“Serve un immediato sostegno alle imprese agricole e zootecniche che, oltre a fronteggiare i problemi economici della pandemia, devono altresì difendersi dai continui danni da fauna selvatica, ed in particolar modo dalle scorribande dei cinghiali”.
“È ormai nota l’eccessiva, in alcune zone massiccia, presenza di questi ungulati che minano sempre più le nostre produzioni agricole e minacciano dal punto di vista sanitario gli allevamenti calabresi”. È quanto afferma in una nota il consigliere regionale della Lega, Filippo Mancuso.
“I numeri in Italia sono paurosi, basti pensare che i cinghiali sono passati da 900mila capi nel 2010 ai quasi 2 milioni di oggi, con un incremento del 110% e un trend in continuo aumento”.
“La Calabria – prosegue – è tra le regioni che più soffre questa piaga. Oltre a generare continui danni all’agricoltura, i cinghiali stanno diventando un elemento di rischio anche per gli automobilisti con continue segnalazioni di incidenti stradali, talvolta anche con gravi conseguenze”.
“La collocazione della Calabria fra le zone rosse – spiega il consigliere Mancuso – ha determinato il blocco delle attività venatorie, e quindi il problema cinghiali non potrà che subire una recrudescenza. Ridurre in maniera significativa la presenza di questi ungulati sull’intero territorio regionale consentirebbe all’agricoltura produttiva di recuperare aree abbandonate a causa di questa invasione. La massiccia presenza di cinghiali sta generando spostamenti importanti anche da parte dei lupi che si fanno sempre più audaci addentrandosi nelle zone urbane. Non a caso negli ultimi mesi si sono registrati numerosi attacchi di lupi e canidi ad allevamenti ovi caprini”.
“Per agricoltori e gli allevatori continuare a svolgere la propria attività diventa una scelta che richiede estremo coraggio, in primis economico.
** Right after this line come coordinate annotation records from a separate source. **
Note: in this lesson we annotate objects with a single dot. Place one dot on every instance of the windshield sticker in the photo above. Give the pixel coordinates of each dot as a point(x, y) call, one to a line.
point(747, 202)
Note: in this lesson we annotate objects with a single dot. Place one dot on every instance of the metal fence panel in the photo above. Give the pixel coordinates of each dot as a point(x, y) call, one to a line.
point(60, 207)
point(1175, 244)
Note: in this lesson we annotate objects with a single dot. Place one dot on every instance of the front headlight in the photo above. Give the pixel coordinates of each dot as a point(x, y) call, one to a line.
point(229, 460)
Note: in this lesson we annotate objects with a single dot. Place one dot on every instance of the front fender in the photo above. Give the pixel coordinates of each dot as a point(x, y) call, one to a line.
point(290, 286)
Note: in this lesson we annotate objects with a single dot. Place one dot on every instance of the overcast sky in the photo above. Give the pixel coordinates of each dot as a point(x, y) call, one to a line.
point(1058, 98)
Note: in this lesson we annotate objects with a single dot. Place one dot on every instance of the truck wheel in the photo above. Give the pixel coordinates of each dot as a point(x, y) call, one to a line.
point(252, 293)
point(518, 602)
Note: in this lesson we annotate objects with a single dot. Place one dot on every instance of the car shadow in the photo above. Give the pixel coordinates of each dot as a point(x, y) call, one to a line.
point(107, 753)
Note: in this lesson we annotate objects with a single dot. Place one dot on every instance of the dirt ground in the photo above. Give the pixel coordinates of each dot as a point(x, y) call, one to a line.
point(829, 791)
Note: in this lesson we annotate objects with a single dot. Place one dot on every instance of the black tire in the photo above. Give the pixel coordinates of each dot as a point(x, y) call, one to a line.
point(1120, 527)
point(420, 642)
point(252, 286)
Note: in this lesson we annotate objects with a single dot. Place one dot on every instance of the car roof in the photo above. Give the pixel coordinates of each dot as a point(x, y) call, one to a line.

Il governo centrale – sostiene Mancuso -, con estrema urgenza, deve stabilire nuove regole: anzitutto la riapertura immediata dell’attività venatoria anche nelle zone rosse e poi prevedendo un eventuale prolungamento di periodo di caccia al cinghiale che consenta un ridimensionamento significativo del numero di capi presente sull’intero territorio regionale. Oggi più che mai bisogna sostenere il mondo agricolo che sta continuando a garantire le necessarie scorte di cibo, non senza subire però gravi perdite in termini economici, come purtroppo la maggior parte dei settori produttivi italiani”.